If Nicklaus’s 73 wins happened today, the prize money would be on a completely different scale. Even conservative estimates show the numbers are in another league. The rewards for top players have grown so much that they would be unrecognizable to those who set the original standards.
Nicklaus also recognized that Young is now establishing himself as a closer.
“Winning breeds winning. When you’ve won and then put yourself in that position again, you believe and you’re confident you can win again.”
Nicklaus has a history of making accurate assessments. In 1996, after playing with a young Tiger Woods at Augusta, he predicted Woods would surpass him and Palmer in Masters wins, which proved correct. Nicklaus does not make these statements lightly, and now he has focused his attention on Cameron Young.
Doral itself shows how the sport has changed. The course has expanded from 7,000 yards in 1962 to 7,739 yards today, reflecting the demands of modern players and the institution’s response. The field now includes 72 top players, a significant shift from earlier years. The course stands as evidence of the sport’s evolution, something Nicklaus recognizes.
How the PGA Tour’s Signature Event Era Turned Cameron Young’s Two Wins Into a Career
Young’s $8.1 million earnings are not unusual. They are the result of a competition the PGA Tour had to join. When LIV Golf started attracting top players with guaranteed contracts, the Tour answered by launching Signature Events with smaller fields and bigger prize money. Each week, $20 million is available, and The Players Championship offers a $25 million purse.

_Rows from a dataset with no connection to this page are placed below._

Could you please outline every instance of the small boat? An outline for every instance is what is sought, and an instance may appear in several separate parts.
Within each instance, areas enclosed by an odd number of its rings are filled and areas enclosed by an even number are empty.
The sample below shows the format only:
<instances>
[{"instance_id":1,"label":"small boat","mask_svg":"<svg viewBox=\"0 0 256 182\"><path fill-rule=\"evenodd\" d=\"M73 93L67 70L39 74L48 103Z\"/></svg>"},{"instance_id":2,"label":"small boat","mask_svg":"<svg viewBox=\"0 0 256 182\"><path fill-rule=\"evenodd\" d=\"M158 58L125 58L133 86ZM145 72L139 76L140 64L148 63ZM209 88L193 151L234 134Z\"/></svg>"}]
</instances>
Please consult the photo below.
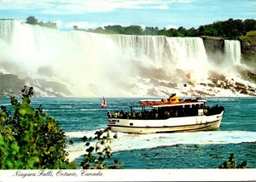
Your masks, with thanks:
<instances>
[{"instance_id":1,"label":"small boat","mask_svg":"<svg viewBox=\"0 0 256 182\"><path fill-rule=\"evenodd\" d=\"M128 134L158 134L218 129L224 112L223 106L206 105L201 98L141 100L131 112L108 113L108 128Z\"/></svg>"}]
</instances>

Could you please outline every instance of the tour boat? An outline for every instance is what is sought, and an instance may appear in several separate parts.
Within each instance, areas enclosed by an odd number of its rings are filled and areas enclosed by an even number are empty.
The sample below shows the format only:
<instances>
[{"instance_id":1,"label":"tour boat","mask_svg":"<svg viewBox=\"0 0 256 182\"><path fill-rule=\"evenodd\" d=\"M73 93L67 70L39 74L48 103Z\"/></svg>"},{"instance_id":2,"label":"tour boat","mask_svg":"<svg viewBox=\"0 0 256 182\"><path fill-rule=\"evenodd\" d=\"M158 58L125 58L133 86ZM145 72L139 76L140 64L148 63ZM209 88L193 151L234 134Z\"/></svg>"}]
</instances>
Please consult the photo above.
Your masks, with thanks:
<instances>
[{"instance_id":1,"label":"tour boat","mask_svg":"<svg viewBox=\"0 0 256 182\"><path fill-rule=\"evenodd\" d=\"M108 113L108 128L128 134L157 134L218 129L224 108L206 105L201 98L142 100L131 106L131 112Z\"/></svg>"}]
</instances>

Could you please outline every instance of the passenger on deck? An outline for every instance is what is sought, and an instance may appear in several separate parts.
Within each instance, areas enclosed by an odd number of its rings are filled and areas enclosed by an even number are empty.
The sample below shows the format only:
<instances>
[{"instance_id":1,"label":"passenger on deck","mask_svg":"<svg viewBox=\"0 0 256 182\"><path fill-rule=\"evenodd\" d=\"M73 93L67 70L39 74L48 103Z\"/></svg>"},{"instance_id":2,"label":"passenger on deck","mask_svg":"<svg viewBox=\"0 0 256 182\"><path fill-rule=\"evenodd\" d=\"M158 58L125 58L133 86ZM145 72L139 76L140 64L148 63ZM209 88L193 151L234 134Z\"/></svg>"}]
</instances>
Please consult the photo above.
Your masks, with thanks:
<instances>
[{"instance_id":1,"label":"passenger on deck","mask_svg":"<svg viewBox=\"0 0 256 182\"><path fill-rule=\"evenodd\" d=\"M112 118L112 115L111 115L110 112L108 112L108 118Z\"/></svg>"}]
</instances>

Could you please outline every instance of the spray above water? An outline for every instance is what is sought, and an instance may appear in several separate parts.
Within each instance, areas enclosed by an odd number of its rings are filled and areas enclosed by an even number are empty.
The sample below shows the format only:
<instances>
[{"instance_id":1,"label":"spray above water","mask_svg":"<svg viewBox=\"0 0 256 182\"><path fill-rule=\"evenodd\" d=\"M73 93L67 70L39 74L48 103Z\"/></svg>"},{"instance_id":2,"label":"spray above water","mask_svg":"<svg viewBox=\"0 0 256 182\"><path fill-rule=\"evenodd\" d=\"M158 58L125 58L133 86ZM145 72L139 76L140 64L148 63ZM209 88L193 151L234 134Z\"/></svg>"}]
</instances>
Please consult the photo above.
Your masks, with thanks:
<instances>
[{"instance_id":1,"label":"spray above water","mask_svg":"<svg viewBox=\"0 0 256 182\"><path fill-rule=\"evenodd\" d=\"M231 64L240 63L236 42L225 44ZM2 20L0 47L2 72L61 82L80 97L168 94L188 72L201 82L214 69L200 37L60 31Z\"/></svg>"}]
</instances>

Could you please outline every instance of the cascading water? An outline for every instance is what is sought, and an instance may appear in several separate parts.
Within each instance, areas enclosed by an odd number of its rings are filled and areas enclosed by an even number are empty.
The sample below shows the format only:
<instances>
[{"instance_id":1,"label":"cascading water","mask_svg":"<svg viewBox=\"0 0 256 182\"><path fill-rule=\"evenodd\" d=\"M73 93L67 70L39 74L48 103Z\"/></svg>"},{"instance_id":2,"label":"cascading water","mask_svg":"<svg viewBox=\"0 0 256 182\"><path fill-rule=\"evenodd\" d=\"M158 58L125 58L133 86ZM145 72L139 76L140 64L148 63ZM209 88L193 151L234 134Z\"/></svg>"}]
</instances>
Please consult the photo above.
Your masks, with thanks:
<instances>
[{"instance_id":1,"label":"cascading water","mask_svg":"<svg viewBox=\"0 0 256 182\"><path fill-rule=\"evenodd\" d=\"M211 69L200 37L60 31L9 20L0 20L0 71L65 83L73 96L160 96L188 82L186 73L201 82Z\"/></svg>"},{"instance_id":2,"label":"cascading water","mask_svg":"<svg viewBox=\"0 0 256 182\"><path fill-rule=\"evenodd\" d=\"M241 45L239 41L224 40L226 61L232 65L241 65Z\"/></svg>"}]
</instances>

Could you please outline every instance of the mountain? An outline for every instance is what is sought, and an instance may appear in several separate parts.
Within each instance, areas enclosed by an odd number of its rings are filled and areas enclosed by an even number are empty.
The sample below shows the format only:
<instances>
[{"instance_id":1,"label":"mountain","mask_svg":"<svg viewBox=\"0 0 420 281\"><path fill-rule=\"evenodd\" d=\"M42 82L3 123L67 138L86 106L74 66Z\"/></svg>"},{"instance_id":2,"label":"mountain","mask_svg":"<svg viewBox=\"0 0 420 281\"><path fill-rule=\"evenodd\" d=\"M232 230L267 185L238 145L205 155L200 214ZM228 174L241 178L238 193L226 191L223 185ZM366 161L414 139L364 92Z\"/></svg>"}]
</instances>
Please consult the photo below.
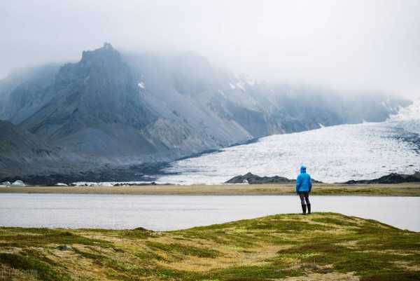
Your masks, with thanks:
<instances>
[{"instance_id":1,"label":"mountain","mask_svg":"<svg viewBox=\"0 0 420 281\"><path fill-rule=\"evenodd\" d=\"M409 104L258 83L194 53L122 54L109 43L0 81L0 97L1 116L14 124L0 123L1 141L20 136L3 147L14 156L4 158L13 168L0 179L167 162L272 134L384 121ZM29 153L38 146L50 156Z\"/></svg>"}]
</instances>

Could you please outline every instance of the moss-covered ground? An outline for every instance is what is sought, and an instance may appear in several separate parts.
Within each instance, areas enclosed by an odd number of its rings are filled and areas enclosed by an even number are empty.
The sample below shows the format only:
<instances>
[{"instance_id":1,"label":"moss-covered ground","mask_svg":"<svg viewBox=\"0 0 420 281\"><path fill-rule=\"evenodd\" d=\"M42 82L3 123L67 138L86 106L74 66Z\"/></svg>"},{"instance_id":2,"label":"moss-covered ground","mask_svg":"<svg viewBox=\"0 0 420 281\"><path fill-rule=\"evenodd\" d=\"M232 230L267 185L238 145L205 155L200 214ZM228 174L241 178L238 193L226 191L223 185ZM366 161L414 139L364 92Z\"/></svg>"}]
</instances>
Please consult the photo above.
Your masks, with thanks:
<instances>
[{"instance_id":1,"label":"moss-covered ground","mask_svg":"<svg viewBox=\"0 0 420 281\"><path fill-rule=\"evenodd\" d=\"M168 232L0 228L0 280L420 280L420 233L334 213Z\"/></svg>"}]
</instances>

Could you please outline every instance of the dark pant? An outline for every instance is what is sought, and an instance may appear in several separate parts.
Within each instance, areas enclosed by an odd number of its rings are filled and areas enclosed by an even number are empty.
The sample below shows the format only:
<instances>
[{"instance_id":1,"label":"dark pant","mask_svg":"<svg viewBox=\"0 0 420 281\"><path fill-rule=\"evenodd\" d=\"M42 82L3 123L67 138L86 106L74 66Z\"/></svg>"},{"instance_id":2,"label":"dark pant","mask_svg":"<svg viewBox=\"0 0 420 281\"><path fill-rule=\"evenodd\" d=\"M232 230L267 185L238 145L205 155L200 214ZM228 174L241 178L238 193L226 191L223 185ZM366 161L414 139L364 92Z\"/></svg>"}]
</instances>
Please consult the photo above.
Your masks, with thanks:
<instances>
[{"instance_id":1,"label":"dark pant","mask_svg":"<svg viewBox=\"0 0 420 281\"><path fill-rule=\"evenodd\" d=\"M299 195L299 198L300 198L300 204L305 205L304 202L306 201L306 205L311 205L309 202L309 193L307 191L299 191L298 192Z\"/></svg>"}]
</instances>

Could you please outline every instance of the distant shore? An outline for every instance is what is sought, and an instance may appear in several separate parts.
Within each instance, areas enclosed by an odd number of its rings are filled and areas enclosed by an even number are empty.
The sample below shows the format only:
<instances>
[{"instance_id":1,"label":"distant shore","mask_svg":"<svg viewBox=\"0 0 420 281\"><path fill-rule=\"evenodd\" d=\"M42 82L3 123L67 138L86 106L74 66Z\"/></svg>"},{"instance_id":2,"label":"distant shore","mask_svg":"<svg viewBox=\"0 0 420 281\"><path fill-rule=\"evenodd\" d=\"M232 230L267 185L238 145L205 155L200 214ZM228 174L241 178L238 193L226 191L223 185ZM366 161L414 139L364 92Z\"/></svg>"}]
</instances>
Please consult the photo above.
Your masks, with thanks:
<instances>
[{"instance_id":1,"label":"distant shore","mask_svg":"<svg viewBox=\"0 0 420 281\"><path fill-rule=\"evenodd\" d=\"M8 186L0 193L132 194L132 195L294 195L290 184L205 185L139 185L122 186ZM318 184L320 196L420 196L420 183L395 184Z\"/></svg>"}]
</instances>

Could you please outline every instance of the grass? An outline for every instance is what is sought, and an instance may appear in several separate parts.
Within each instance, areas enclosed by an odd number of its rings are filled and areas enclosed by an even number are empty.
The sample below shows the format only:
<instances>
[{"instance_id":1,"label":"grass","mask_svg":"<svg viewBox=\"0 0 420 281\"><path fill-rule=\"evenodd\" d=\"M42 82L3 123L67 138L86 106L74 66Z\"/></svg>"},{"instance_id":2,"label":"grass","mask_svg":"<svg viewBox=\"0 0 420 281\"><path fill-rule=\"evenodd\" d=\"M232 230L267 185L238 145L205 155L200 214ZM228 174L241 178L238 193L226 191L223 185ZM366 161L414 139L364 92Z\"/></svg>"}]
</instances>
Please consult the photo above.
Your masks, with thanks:
<instances>
[{"instance_id":1,"label":"grass","mask_svg":"<svg viewBox=\"0 0 420 281\"><path fill-rule=\"evenodd\" d=\"M290 195L295 186L290 184L220 184L192 186L11 186L0 188L1 193L156 194L156 195ZM419 183L396 184L316 184L313 195L420 196Z\"/></svg>"},{"instance_id":2,"label":"grass","mask_svg":"<svg viewBox=\"0 0 420 281\"><path fill-rule=\"evenodd\" d=\"M3 280L419 280L420 233L335 213L167 232L0 228Z\"/></svg>"}]
</instances>

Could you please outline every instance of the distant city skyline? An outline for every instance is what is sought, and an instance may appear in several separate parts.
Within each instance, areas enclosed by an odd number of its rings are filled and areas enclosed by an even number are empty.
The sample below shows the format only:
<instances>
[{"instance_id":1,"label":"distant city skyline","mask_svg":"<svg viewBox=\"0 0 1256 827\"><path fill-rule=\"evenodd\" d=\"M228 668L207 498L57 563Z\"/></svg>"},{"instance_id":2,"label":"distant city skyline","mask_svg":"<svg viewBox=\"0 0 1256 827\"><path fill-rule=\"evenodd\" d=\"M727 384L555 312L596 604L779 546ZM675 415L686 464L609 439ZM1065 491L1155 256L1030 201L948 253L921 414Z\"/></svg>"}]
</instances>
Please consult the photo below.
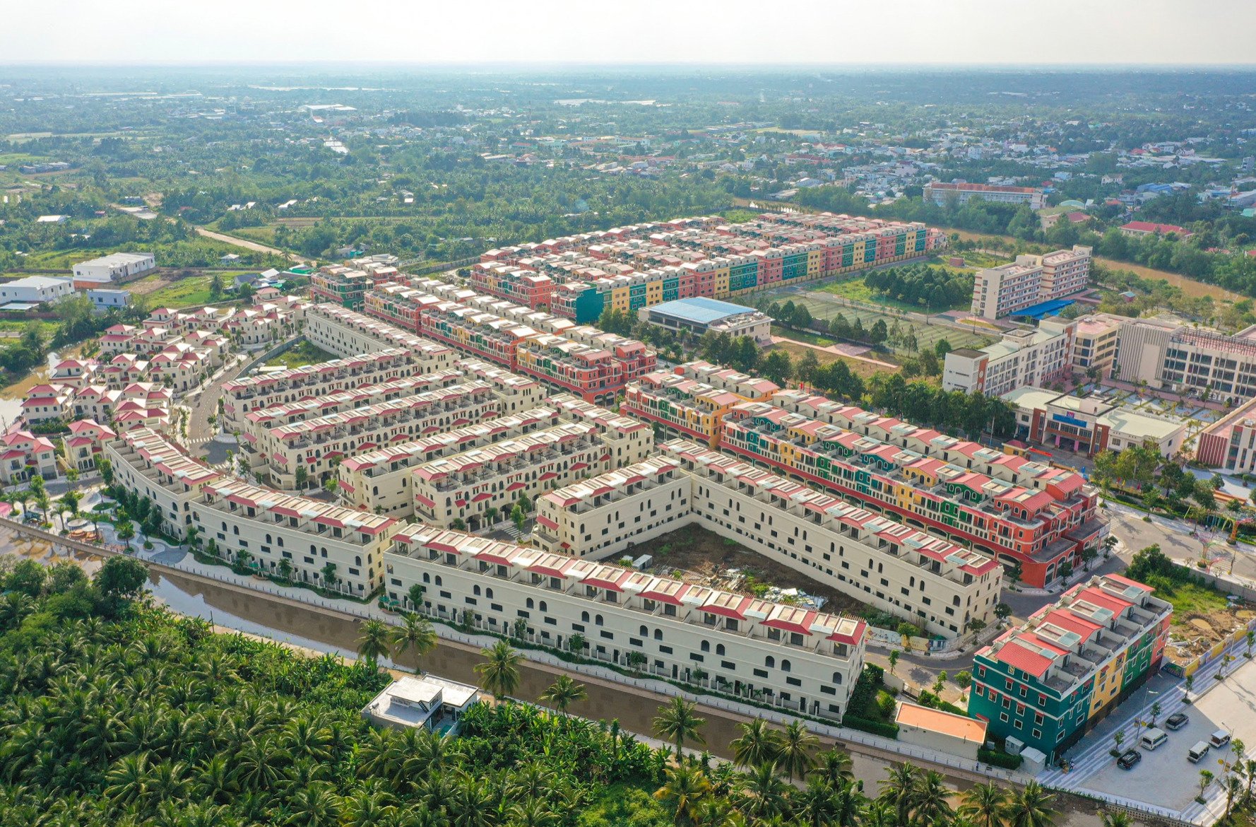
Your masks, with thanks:
<instances>
[{"instance_id":1,"label":"distant city skyline","mask_svg":"<svg viewBox=\"0 0 1256 827\"><path fill-rule=\"evenodd\" d=\"M1245 67L1253 30L1251 0L48 0L6 10L0 63Z\"/></svg>"}]
</instances>

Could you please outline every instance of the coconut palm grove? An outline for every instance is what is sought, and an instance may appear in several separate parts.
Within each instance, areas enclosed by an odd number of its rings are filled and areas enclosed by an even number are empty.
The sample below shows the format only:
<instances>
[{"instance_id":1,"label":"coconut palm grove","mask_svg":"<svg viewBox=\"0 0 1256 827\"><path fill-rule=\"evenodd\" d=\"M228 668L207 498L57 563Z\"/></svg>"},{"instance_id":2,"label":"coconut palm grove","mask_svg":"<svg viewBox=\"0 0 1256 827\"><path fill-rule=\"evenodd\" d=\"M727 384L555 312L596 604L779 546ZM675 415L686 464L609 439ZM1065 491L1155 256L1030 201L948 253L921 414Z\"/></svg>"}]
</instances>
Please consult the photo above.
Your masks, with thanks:
<instances>
[{"instance_id":1,"label":"coconut palm grove","mask_svg":"<svg viewBox=\"0 0 1256 827\"><path fill-rule=\"evenodd\" d=\"M481 704L458 735L374 729L358 710L391 676L364 657L308 657L153 606L143 564L24 561L0 581L0 824L33 827L1051 827L1051 794L894 765L875 789L801 725L742 724L734 762L693 753L703 720L676 699L653 748L617 721ZM423 644L417 645L418 649ZM486 650L509 693L517 654ZM1109 819L1110 821L1110 819ZM1117 817L1119 826L1122 818Z\"/></svg>"}]
</instances>

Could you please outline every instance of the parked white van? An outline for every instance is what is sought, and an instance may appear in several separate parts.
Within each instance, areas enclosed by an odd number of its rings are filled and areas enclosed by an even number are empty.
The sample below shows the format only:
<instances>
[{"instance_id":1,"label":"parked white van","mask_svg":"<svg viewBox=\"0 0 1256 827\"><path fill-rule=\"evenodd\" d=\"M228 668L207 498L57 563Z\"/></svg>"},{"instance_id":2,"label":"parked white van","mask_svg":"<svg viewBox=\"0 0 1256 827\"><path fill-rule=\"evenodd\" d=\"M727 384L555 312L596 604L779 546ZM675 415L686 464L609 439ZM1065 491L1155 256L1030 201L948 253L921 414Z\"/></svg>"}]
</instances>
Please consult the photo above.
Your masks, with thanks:
<instances>
[{"instance_id":1,"label":"parked white van","mask_svg":"<svg viewBox=\"0 0 1256 827\"><path fill-rule=\"evenodd\" d=\"M1142 738L1138 739L1138 745L1145 749L1147 752L1152 752L1168 739L1169 739L1168 733L1166 733L1163 729L1152 726L1143 733Z\"/></svg>"}]
</instances>

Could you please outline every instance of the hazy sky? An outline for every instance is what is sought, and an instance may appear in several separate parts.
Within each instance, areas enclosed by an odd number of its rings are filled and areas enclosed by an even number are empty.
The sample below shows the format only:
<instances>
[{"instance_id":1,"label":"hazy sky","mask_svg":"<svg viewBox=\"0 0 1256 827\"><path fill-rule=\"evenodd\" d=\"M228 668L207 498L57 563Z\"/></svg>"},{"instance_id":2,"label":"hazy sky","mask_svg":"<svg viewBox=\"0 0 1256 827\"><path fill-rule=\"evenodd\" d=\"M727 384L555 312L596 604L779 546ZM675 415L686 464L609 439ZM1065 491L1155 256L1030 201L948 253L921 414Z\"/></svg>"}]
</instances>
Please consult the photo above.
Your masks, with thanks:
<instances>
[{"instance_id":1,"label":"hazy sky","mask_svg":"<svg viewBox=\"0 0 1256 827\"><path fill-rule=\"evenodd\" d=\"M4 5L0 63L1256 63L1256 0Z\"/></svg>"}]
</instances>

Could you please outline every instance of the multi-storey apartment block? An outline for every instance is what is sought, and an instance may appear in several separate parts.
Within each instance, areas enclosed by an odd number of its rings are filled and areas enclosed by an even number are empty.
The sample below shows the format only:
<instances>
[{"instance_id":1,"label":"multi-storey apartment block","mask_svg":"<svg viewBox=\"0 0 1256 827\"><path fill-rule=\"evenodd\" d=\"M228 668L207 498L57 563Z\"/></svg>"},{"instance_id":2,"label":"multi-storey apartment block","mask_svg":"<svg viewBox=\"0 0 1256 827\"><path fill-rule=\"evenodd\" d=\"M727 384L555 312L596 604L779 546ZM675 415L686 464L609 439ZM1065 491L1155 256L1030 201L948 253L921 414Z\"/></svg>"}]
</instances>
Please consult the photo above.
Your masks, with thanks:
<instances>
[{"instance_id":1,"label":"multi-storey apartment block","mask_svg":"<svg viewBox=\"0 0 1256 827\"><path fill-rule=\"evenodd\" d=\"M784 395L791 398L813 405ZM725 416L720 447L908 525L988 549L1019 564L1034 586L1055 579L1065 562L1080 564L1083 548L1103 538L1098 496L1075 473L829 405L834 424L764 402L737 405ZM873 436L873 424L892 439Z\"/></svg>"},{"instance_id":2,"label":"multi-storey apartment block","mask_svg":"<svg viewBox=\"0 0 1256 827\"><path fill-rule=\"evenodd\" d=\"M957 204L967 204L981 199L991 204L1025 204L1031 210L1046 206L1046 191L1040 187L993 186L988 183L942 183L931 181L924 185L924 200L946 205L950 199Z\"/></svg>"},{"instance_id":3,"label":"multi-storey apartment block","mask_svg":"<svg viewBox=\"0 0 1256 827\"><path fill-rule=\"evenodd\" d=\"M322 266L310 273L310 295L317 302L332 302L350 310L360 310L363 297L376 282L365 270L343 265Z\"/></svg>"},{"instance_id":4,"label":"multi-storey apartment block","mask_svg":"<svg viewBox=\"0 0 1256 827\"><path fill-rule=\"evenodd\" d=\"M490 250L472 268L476 287L579 323L604 309L633 312L688 298L722 299L888 264L945 246L923 224L845 215L764 215L745 224L696 219L554 244ZM529 274L545 277L531 282Z\"/></svg>"},{"instance_id":5,"label":"multi-storey apartment block","mask_svg":"<svg viewBox=\"0 0 1256 827\"><path fill-rule=\"evenodd\" d=\"M337 304L314 304L305 318L305 338L340 358L389 348L409 351L433 364L453 358L445 344Z\"/></svg>"},{"instance_id":6,"label":"multi-storey apartment block","mask_svg":"<svg viewBox=\"0 0 1256 827\"><path fill-rule=\"evenodd\" d=\"M1095 371L1096 378L1112 376L1117 358L1117 332L1120 326L1105 317L1083 315L1073 342L1073 372Z\"/></svg>"},{"instance_id":7,"label":"multi-storey apartment block","mask_svg":"<svg viewBox=\"0 0 1256 827\"><path fill-rule=\"evenodd\" d=\"M663 456L541 496L534 543L604 558L700 523L929 635L995 622L1002 568L986 554L697 442L662 447Z\"/></svg>"},{"instance_id":8,"label":"multi-storey apartment block","mask_svg":"<svg viewBox=\"0 0 1256 827\"><path fill-rule=\"evenodd\" d=\"M250 469L284 489L324 483L335 464L391 442L448 431L501 414L492 386L462 382L350 411L242 434ZM300 469L300 470L299 470Z\"/></svg>"},{"instance_id":9,"label":"multi-storey apartment block","mask_svg":"<svg viewBox=\"0 0 1256 827\"><path fill-rule=\"evenodd\" d=\"M1001 342L981 349L960 348L946 354L942 387L947 391L1002 396L1019 387L1041 387L1073 372L1078 323L1059 317L1037 328L1016 328Z\"/></svg>"},{"instance_id":10,"label":"multi-storey apartment block","mask_svg":"<svg viewBox=\"0 0 1256 827\"><path fill-rule=\"evenodd\" d=\"M535 500L610 464L597 426L563 422L420 465L411 473L414 515L430 525L450 528L457 520L475 530L489 509L506 517L520 496Z\"/></svg>"},{"instance_id":11,"label":"multi-storey apartment block","mask_svg":"<svg viewBox=\"0 0 1256 827\"><path fill-rule=\"evenodd\" d=\"M761 402L780 388L710 362L687 362L674 373L647 373L624 391L619 410L659 425L664 432L693 436L715 447L723 416L734 405Z\"/></svg>"},{"instance_id":12,"label":"multi-storey apartment block","mask_svg":"<svg viewBox=\"0 0 1256 827\"><path fill-rule=\"evenodd\" d=\"M152 500L175 537L195 527L224 558L358 597L383 584L383 550L401 527L392 518L222 476L147 429L107 442L104 455L118 484Z\"/></svg>"},{"instance_id":13,"label":"multi-storey apartment block","mask_svg":"<svg viewBox=\"0 0 1256 827\"><path fill-rule=\"evenodd\" d=\"M296 402L275 405L273 407L260 407L245 414L245 429L247 429L249 434L257 434L264 429L354 411L359 407L369 407L381 402L392 402L406 396L414 396L426 391L438 391L451 385L458 385L465 380L465 376L462 371L455 370L418 373L381 385L363 385L362 387L337 391L327 396L303 398Z\"/></svg>"},{"instance_id":14,"label":"multi-storey apartment block","mask_svg":"<svg viewBox=\"0 0 1256 827\"><path fill-rule=\"evenodd\" d=\"M1042 302L1073 295L1090 278L1090 248L1074 245L1044 255L1017 255L1011 264L978 270L972 314L999 319Z\"/></svg>"},{"instance_id":15,"label":"multi-storey apartment block","mask_svg":"<svg viewBox=\"0 0 1256 827\"><path fill-rule=\"evenodd\" d=\"M1152 592L1091 577L978 650L968 715L1054 762L1159 670L1173 606Z\"/></svg>"},{"instance_id":16,"label":"multi-storey apartment block","mask_svg":"<svg viewBox=\"0 0 1256 827\"><path fill-rule=\"evenodd\" d=\"M384 556L387 593L423 588L433 617L587 657L695 680L840 719L863 670L863 621L721 592L618 566L412 525Z\"/></svg>"},{"instance_id":17,"label":"multi-storey apartment block","mask_svg":"<svg viewBox=\"0 0 1256 827\"><path fill-rule=\"evenodd\" d=\"M227 422L244 424L249 411L288 405L363 385L432 373L451 367L452 352L416 356L389 348L343 359L330 359L288 371L247 376L222 383L222 411Z\"/></svg>"},{"instance_id":18,"label":"multi-storey apartment block","mask_svg":"<svg viewBox=\"0 0 1256 827\"><path fill-rule=\"evenodd\" d=\"M337 468L343 491L340 496L353 508L396 518L413 517L414 496L411 493L409 475L420 465L555 427L560 421L556 407L534 407L358 454Z\"/></svg>"}]
</instances>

Now, a player like Young can earn in one spring what used to take an entire career. According to his career earnings profile, Young had already earned over $32 million on the PGA Tour by 2026, and that number will continue to grow as he competes in the biggest events.
What Nicklaus is describing, without quite naming it, is the redefinition of what a great career looks like right now. A player who had to scramble through U.S. Open qualifying last summer is now among the first to win both Doral and The Players in the same season, a distinction he shares only with Tiger Woods. Nicklaus built his numbers across four decades. Young is building his in concentrated bursts at events designed for exactly that.
“Winning breeds winning,” Nicklaus said at the end of his post. He meant more than just the prize money.